A core strand of the lab's work concerns how the human brain encodes and retrieves episodic memories — memories of specific events tied to time and place. We trained under Endel Tulving, whose distinction between episodic and semantic memory remains one of the most influential frameworks in cognitive neuroscience.

Current work examines how episodic memory interacts with future planning, and how memory systems are disrupted in aging and addiction. We use fMRI to map the default mode network structures — particularly the hippocampus, medial prefrontal cortex, and retrosplenial cortex — that support autobiographical memory.

Episodic Memory Networks

We study how hippocampal and neocortical systems cooperate during memory encoding and retrieval, and how the strength of this coordination predicts subsequent recall. Functional connectivity analyses reveal which regions form a coherent "memory network" and how that network differs across individuals and age groups.

Memory & Future Thinking

The same brain systems that support episodic memory also support imagination and future planning — a phenomenon called "mental time travel." We explore how these systems are recruited during prospective cognition and whether impairments in episodic memory predict poor future planning in clinical populations.

Research Area

Impulsivity & Response Inhibition

Impulsivity — the tendency to act without adequate forethought — is a transdiagnostic risk factor for addiction, ADHD, and several personality disorders. Our lab studies both trait impulsivity (stable individual differences) and state impulsivity (situational fluctuations in control), and the neural systems that regulate each.

Neural Correlates of Inhibitory Control

Using stop-signal and go/no-go paradigms in the fMRI scanner, we identify the prefrontal and subcortical circuits that support the ability to cancel a planned action. Problem gamblers consistently show reduced activation in inferior frontal gyrus regions during successful inhibition trials.

Impulsivity as a Vulnerability Marker

We study whether elevated impulsivity predates gambling disorder onset (vulnerability marker) or emerges as a consequence of extended gambling (scar hypothesis). Longitudinal designs and at-risk population studies are used to address this question.

Research Area

Decision-Making Under Uncertainty

How do people evaluate probabilistic outcomes? And how do those evaluations go wrong in individuals who are prone to gambling disorder? We use classic decision-making paradigms — the Iowa Gambling Task, probability discounting tasks, and novel slot-machine simulations — alongside neuroimaging to map the brain systems involved.

Probability and Reward Discounting

We examine how people discount the value of uncertain vs. certain rewards, and how this discounting rate differs across clinical populations. Problem gamblers typically show steeper discounting of probabilistic rewards — meaning they demand more expected value to justify choosing an uncertain option.

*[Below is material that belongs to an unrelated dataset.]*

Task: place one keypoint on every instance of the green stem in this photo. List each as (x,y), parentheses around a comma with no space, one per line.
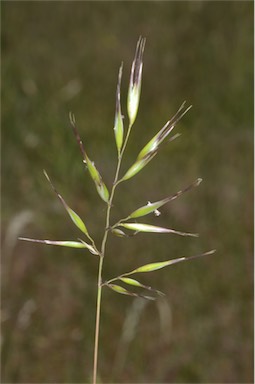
(102,254)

Framing Effects and Loss Aversion

Gambling environments are designed to highlight potential gains while obscuring losses. We study how framing manipulations influence choice behavior and neural activity, and whether problem gamblers are differentially susceptible to these effects.

Methods

How We Work

fMRI

Functional magnetic resonance imaging for whole-brain mapping of task-related activation and functional connectivity.

PET

Positron emission tomography for examining dopamine receptor availability and metabolic activity in reward circuits.

Behavioral Paradigms

Computerized gambling tasks, stop-signal paradigms, probability discounting, and ecological momentary assessment.

EMA / Mobile Methods

Experience sampling and ecological momentary assessment via smartphones to capture behavior in the real world — central to the OpenEMA project.

Clinical Populations

Studies with diagnosed problem gamblers, recreational gamblers, older adults, and healthy controls recruited from the local community.

Statistical Modeling

GLM-based fMRI analysis, connectivity modeling, mixed-effects models, and machine learning classification of imaging data using R, Python, and SPM.